New application form and significant revision of the CAPA procedure
The document approves an updated GMP inspection application form. But the most important and significant change for manufacturers is a completely redesigned procedure for implementing corrective and preventive actions (CAPA) after identifying nonconformities.
The algorithm has now been changed: the manufacturer is required to first submit a draft CAPA Plan to the regulator (within 30 days of receiving the inspection report), await its official approval, and only then begin actual corrective actions. Due to this significant change, the time for actual CAPA Plan implementation and the submission of the Report and evidence has been reduced – a strict time limit of 60 calendar days has been set from the date of Plan approval.
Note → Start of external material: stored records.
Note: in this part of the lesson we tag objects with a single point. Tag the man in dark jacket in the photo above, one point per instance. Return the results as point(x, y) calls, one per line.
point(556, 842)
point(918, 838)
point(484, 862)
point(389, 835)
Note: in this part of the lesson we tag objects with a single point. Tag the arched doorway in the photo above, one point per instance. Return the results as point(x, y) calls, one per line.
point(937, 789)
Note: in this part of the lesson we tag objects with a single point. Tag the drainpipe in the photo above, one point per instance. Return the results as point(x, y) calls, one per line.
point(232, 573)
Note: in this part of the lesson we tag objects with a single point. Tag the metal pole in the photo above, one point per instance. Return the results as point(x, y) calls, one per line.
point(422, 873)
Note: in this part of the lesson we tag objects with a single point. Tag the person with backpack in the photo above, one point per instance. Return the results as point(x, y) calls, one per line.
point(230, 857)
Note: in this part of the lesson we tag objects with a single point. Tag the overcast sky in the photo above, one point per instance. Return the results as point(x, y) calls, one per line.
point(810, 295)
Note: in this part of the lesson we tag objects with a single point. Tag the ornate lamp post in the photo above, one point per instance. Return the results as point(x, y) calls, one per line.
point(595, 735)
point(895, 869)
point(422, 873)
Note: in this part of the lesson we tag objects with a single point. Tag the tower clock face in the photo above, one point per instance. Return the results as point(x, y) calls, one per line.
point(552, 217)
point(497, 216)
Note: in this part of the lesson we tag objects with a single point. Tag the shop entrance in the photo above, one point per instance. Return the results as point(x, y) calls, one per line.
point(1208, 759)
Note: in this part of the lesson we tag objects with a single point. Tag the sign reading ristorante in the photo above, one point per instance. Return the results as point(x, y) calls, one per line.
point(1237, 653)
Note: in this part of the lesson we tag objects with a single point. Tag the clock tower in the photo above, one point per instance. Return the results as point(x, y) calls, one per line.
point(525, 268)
Extension of the transition period until 2030
The key point lobbied for by marketing authorization (MA) holders remains unchanged: the transition period has been extended for another three years, until December 31, 2030. This gives companies additional time to gradually bring their dossiers into full compliance with EAEU requirements without disrupting supply chains.
Other important changes:
- Maintaining the geographic scope of MAs recognition. The ability to maintain the geographic scope of recognition for marketing authorizations amended after March 13, 2024, related to mandatory requirements (e.g., digital labeling or changes to dispensing status) has been established.
- Remote GMP inspections are permitted only in cases of force majeure. The format of remote inspections is officially established but strictly limited to cases where on-site inspector visits are physically impossible (emergency threats, man-made disasters, epidemics, or force majeure circumstances threatening the lives of inspectors). Moreover, the Rules strictly stipulate that once the force majeure circumstances have been eliminated, the next scheduled inspection must be an on-site inspection.
- Circulation of “Union” medicines. The provisions of paragraphs 102 and 208 of the Rules have been clarified: veterinary medicines that have already been registered in accordance with EAEU Rules or whose dossiers have been brought into compliance with Union requirements may be circulated without hindrance until their expiration date.
What does this mean for companies?
In practical terms, the following tasks are paramount for 2026:
- Systematic restructuring of internal processes for preparing for GMP inspections, considering the significant reduction in the time required to implement CAPA Plans (up to 60 days) and the need for their prior approval.
- Portfolio inventory, dividing into national and “Union” MAs.
- Verification of the dossier status and assessment of the impact of changes made after March 13, 2024, on the geographic scope of recognition.
- Risk assessment and preparation for complex GMP inspection formats, considering strict restrictions on remote work for sites in foreign countries with complex logistics.